One of the most highly litigated areas when it comes to Franchising is regarding alleged Misleading and Deceptive conduct and unreasonable representations about future matters by Franchisors during the sale of a Franchise.

 The Disclosure Document and Franchise Agreement entered into do not form the entire agreement, Franchisees can allege reliance on statements made by the Franchisor's staff, and that these statements contributed to their decision of entering the agreement.  Even brokers or accredited training stores statements can be seen as a Franchisor's inducement if there is a proven agency relationship to the Franchisor.

Consequences of a successful claim include orders for payment of damages, adverse publicity orders, trade practice compliance training and orders to pay ACCC and Court costs.  Importantly, misleading the Franchisee in any way will foster a negative relationship, likely to cause stress and financial losses for both parties.

Franchisors and Franchisees do not want to start a relationship on grounds of distrust, however most Franchisors don't anticipate that any excited new Franchisee will one day take them to Court.  All staff involved in the sale process must be trained not to mislead the Franchisee, even seemingly harmless comments in passing may one day be used as evidence. 

The following statements were made by Franchisors who were successfully pursued by the ACCC:

Little Joe and Joey's Pty Ltd: Franchisees were guaranteed payment of $2,000.00 per week for 5 years and that national marketing campaign would be sufficient to make the brand a substantial competitor among existing major brands.

Quiznos Pty Ltd: The franchise system was said to be 'proven' when in fact there had been no track record in Australia, that the American menu had been 'Australianised' when it had not and that the stores operated by the Franchisor had been trading well and operating profitabily when they had not.

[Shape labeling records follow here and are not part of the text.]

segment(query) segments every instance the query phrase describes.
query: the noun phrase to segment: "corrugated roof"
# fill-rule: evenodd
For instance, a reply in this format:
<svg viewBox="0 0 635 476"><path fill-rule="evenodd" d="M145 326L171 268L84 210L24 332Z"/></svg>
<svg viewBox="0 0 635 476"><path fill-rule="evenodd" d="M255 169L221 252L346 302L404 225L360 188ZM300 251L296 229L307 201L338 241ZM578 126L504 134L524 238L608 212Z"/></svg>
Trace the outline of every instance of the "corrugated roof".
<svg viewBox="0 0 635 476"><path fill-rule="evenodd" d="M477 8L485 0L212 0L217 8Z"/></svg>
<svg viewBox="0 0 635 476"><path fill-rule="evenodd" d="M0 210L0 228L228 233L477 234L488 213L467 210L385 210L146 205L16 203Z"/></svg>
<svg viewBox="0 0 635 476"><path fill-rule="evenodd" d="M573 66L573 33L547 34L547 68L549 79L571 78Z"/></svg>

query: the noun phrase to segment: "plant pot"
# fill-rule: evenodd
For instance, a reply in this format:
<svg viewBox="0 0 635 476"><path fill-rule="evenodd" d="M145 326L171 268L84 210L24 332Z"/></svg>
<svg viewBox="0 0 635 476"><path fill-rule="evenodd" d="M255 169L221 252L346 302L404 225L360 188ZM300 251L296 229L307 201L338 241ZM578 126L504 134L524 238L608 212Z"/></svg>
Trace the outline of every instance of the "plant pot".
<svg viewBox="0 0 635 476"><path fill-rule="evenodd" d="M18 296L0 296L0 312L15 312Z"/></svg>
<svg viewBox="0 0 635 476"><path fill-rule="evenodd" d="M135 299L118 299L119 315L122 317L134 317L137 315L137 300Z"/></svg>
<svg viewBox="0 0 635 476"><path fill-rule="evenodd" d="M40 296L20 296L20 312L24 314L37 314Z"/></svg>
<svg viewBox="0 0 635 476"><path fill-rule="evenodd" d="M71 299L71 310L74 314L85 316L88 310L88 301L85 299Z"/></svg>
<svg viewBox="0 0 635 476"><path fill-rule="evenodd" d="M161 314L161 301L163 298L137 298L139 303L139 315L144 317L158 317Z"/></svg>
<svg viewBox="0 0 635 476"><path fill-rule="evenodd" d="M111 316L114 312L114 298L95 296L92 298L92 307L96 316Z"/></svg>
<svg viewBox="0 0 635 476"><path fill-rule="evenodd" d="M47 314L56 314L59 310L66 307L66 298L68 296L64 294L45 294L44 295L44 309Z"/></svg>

Office Support Services International Pty Ltd: OSSI stated it had conducted its business since 1992 when it had only commenced trading in 2001, that the average earnings would be $85,140.00 for a 30 hour week when there was not enough work available for franchisees tow ork 30 hours, and that OSSI Franchisees serviced 6000 customers every 12 weeks.

WHAT THIS MEANS FOR YOU:

Business Managers, Recruitment, Marketing, Operations, etc:

  1. Do not state likely future earnings, sales, profitabilty, growth or demand for services.
  2. Do not make statements regarding future long term initiatives and marketing strategies of the Franchisor as these could change.
  3. Make notes of all material conversations or send emails following up conversations.
  4. Correct any misunderstandings or misrepresentations that become known to you, silence can be deemed as misleading and deceptive conduct.
  5. Encourage applicants to conduct their own inquiries and due diligence.
  6. Ensure the prospective Franchisee signs a Deed of Prior Representation before signing the Franchise Agreement.
  7. Advise the prospective Franchisee in writing that statements made by third parties such as brokers and training stores are not endorsed by the Franchisor.